Das Innere des Kirchenraums wird von der monumentalen Christusfigur in der Apsis
bestimmt. Das auf Goldgrund gearbeitete Gemälde erinnert den Betrachter an ein
byzantinisches Mosaik. Christus erscheint als der Pantokrator, als König und Herrscher
über das All, zugleich aber als Bruder, der jeden Menschen mit offenen Armen
aufnimmt. Das Feld des Chorbogens wird beherrscht durch das Bild der Stadt Gottes
und die Mauern des himmlischen Jerusalem. Die Inschrift deutet auf das Grundthema
der ganzen Kirchenausmalung hin: "Tabernaculum Dei cum hominibus - die Wohnung
Gottes unter den Menschen" An den beiden Seiten des Chorbogens stehen der hl.
Benedikt und seine Schwester, die hl. Scholastica, als die Begründer des
Benediktinerordens.
Die südliche (rechte) Seitenwand zeigt in fünf Bogenfeldern Szenen aus dem Alten
Testament: Die Arche Noah; der Besuch Gottes, d.h. der drei Engel, bei Abraham und
Sarah; der Traum Jakobs von der Himmelsleiter; der Zug der Priester mit der
Bundeslade; der dem "ignoto deo", dem "unbekannten Gott'", geweihte Altar. Die
nördliche (linke) Seitenwand enthält im mittleren Bogenfries ebenfalls fünf Bilder mit
Szenen aus dem Neuen Testament, außer dem ersten, Adam und Eva im Paradies: die
Menschwerdung Christi; das letzte Abendmahl; die Ausgießung des hl.Geistes; die
Gemeinschaft zwischen Christus und seiner Kirche.
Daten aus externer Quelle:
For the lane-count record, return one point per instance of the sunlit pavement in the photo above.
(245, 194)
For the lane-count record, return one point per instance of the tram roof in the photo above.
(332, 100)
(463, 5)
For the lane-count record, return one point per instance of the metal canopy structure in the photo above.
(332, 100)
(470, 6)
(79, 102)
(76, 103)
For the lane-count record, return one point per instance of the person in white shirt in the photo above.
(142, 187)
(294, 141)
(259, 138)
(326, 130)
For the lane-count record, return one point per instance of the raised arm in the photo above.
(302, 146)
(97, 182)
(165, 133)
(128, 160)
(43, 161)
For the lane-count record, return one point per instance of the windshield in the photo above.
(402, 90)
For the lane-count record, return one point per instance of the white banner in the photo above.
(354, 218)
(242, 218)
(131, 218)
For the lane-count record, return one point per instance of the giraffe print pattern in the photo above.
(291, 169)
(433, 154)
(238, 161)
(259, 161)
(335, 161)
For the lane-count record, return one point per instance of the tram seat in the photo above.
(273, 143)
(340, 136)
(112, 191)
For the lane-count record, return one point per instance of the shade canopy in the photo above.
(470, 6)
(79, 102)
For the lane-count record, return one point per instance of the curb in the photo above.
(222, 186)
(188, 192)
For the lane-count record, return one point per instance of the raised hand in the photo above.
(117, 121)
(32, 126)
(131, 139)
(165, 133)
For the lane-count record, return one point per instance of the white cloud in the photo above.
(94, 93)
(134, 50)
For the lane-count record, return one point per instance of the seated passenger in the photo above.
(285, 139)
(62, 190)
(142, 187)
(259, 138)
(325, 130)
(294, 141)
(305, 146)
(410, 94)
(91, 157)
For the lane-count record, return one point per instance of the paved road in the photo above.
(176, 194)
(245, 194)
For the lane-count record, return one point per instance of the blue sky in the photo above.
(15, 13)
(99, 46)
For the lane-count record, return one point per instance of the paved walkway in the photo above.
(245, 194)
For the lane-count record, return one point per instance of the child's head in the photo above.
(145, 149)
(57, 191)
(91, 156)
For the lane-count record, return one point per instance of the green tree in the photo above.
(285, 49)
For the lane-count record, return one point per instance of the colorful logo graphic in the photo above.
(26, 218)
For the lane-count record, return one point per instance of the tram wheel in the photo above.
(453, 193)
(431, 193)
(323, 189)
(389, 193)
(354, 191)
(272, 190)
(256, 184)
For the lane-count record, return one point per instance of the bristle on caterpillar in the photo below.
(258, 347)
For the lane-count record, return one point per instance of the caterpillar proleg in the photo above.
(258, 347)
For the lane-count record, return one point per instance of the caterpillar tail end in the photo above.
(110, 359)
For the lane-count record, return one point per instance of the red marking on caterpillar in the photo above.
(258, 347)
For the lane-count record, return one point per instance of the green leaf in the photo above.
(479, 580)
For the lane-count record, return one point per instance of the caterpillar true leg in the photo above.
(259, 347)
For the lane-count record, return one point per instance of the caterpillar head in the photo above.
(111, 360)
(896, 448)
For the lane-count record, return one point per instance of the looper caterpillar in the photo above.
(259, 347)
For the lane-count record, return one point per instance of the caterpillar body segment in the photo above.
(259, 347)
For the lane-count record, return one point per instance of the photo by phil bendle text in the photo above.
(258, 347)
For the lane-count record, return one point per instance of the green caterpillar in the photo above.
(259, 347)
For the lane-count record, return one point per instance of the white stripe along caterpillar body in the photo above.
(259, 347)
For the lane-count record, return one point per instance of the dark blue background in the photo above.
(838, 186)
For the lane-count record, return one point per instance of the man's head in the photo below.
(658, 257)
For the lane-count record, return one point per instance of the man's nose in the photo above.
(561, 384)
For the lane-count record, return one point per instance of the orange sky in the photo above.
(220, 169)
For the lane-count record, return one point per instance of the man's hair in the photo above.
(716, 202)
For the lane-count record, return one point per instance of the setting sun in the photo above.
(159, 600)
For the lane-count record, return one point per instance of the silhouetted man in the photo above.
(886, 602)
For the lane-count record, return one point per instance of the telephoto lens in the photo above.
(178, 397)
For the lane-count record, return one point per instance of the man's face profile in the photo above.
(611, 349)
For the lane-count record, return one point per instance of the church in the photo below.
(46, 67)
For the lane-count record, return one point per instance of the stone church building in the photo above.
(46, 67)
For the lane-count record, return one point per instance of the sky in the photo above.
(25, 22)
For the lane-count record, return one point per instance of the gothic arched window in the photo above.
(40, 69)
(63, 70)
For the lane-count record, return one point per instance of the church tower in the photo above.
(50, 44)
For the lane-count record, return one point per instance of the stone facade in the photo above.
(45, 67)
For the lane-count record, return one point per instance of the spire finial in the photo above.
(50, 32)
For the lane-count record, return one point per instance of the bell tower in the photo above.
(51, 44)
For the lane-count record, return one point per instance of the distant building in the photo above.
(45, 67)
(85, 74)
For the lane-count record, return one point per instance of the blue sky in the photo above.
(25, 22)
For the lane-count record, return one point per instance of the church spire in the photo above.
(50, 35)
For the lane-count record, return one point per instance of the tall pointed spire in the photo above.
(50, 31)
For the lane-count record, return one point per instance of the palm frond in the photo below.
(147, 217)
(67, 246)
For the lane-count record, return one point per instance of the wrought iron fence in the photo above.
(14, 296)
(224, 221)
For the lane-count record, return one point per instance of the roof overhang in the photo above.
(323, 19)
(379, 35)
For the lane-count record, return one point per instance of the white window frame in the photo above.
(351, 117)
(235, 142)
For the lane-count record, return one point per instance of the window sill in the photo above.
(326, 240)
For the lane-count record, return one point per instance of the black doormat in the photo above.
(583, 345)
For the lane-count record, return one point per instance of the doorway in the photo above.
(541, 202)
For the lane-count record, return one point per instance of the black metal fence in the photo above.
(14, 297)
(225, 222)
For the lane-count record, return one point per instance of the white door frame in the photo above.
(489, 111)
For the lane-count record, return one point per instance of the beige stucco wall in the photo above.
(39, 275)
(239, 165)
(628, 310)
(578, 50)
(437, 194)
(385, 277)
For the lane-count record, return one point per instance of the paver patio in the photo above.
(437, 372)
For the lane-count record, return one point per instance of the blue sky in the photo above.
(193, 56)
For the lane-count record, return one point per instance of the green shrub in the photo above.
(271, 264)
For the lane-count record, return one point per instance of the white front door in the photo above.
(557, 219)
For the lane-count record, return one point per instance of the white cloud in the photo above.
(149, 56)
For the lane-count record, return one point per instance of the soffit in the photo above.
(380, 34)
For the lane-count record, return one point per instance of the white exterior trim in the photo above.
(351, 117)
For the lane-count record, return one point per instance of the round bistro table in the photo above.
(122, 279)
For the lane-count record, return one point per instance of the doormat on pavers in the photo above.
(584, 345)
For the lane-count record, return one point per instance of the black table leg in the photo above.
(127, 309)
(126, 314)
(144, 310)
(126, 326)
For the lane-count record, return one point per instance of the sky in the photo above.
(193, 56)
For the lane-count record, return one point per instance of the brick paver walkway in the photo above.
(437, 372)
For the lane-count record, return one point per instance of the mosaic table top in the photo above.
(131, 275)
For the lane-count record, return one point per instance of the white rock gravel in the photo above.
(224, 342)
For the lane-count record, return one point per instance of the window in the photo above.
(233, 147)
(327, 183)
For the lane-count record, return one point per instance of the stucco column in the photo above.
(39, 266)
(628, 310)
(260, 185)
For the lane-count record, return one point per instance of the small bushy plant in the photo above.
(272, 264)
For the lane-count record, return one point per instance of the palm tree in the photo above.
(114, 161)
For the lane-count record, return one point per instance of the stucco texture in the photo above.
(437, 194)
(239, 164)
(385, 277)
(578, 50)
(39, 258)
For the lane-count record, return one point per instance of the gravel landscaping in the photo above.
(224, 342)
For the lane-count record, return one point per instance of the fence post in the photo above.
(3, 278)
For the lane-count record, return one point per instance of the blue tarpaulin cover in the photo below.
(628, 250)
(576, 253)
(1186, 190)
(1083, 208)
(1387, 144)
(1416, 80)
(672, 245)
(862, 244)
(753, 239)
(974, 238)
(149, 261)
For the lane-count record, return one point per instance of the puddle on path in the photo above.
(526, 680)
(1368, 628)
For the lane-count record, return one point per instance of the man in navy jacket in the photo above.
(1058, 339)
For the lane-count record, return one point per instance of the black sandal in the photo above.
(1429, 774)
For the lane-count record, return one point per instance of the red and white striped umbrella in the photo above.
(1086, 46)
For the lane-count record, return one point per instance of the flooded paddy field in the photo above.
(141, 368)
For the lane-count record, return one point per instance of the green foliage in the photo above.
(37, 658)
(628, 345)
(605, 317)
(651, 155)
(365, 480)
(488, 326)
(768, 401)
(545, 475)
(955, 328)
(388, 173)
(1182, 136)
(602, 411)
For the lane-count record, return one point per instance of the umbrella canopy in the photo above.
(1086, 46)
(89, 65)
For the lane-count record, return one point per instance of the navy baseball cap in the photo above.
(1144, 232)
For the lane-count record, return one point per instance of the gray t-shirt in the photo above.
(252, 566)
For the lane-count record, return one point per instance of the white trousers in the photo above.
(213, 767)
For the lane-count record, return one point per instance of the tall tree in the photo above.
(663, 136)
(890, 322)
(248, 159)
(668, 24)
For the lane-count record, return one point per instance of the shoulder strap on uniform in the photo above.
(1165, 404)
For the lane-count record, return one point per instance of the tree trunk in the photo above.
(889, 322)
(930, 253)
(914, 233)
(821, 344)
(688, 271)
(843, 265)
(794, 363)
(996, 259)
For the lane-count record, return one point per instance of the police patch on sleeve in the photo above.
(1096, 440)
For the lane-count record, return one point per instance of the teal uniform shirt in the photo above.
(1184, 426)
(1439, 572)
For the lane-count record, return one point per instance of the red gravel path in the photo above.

Die Malereien in den unteren Bogenfeldern der nördlichen (linken) Seitenwand des
Hauptschiffes sind der hl. Hildegard von Bingen gewidmet. Der fünfteilige Bildzyklus
zeigt wichtige Szenen aus dem Leben Hildegards: "Wie Hildegard zu Jutta auf den
Disibodenberg geht"; "wie Hildegard auf den Rupertsberg bei Bingen zieht"; wie
Hildegard in Ingelheim zu Kaiser Barbarossa spricht"; "wie Hildegard Eibingen gründet
und in Rüdesheim einen blinden Knaben heilt"; "wie beim Tod Hildegards am Himmel
Zeichen geschehen". Auch die Malereien des Seitenschiffs sind Hildegard von Bingen
sowie bedeutenden weiblichen Heiligen des Benediktinerordens gewidmet. Auf der
Ostwand über der Sakristeitür ist Hildegard selbst dargestellt, mit einem Federkiel in
der rechten Hand. Alle Heiligendarstellungen sind nicht realistisch, sondern typisiert
gemalt - zum Zeichen dafür, daß es den Künstlern nicht um Historienmalerei, sondern
um den Sinnbildcharakter und dessen Glaubensaussage ging.
Die Abteikirche St. Hildegard ist alljährlich Ziel vieler Pilgergruppen und Besucher, die
auf den Spuren der großen Heiligen den Weg nach Eibingen finden. Jeder, der kommt,
ist eingeladen, gemeinsam mit den Schwestern das Gotteslob zu feiern.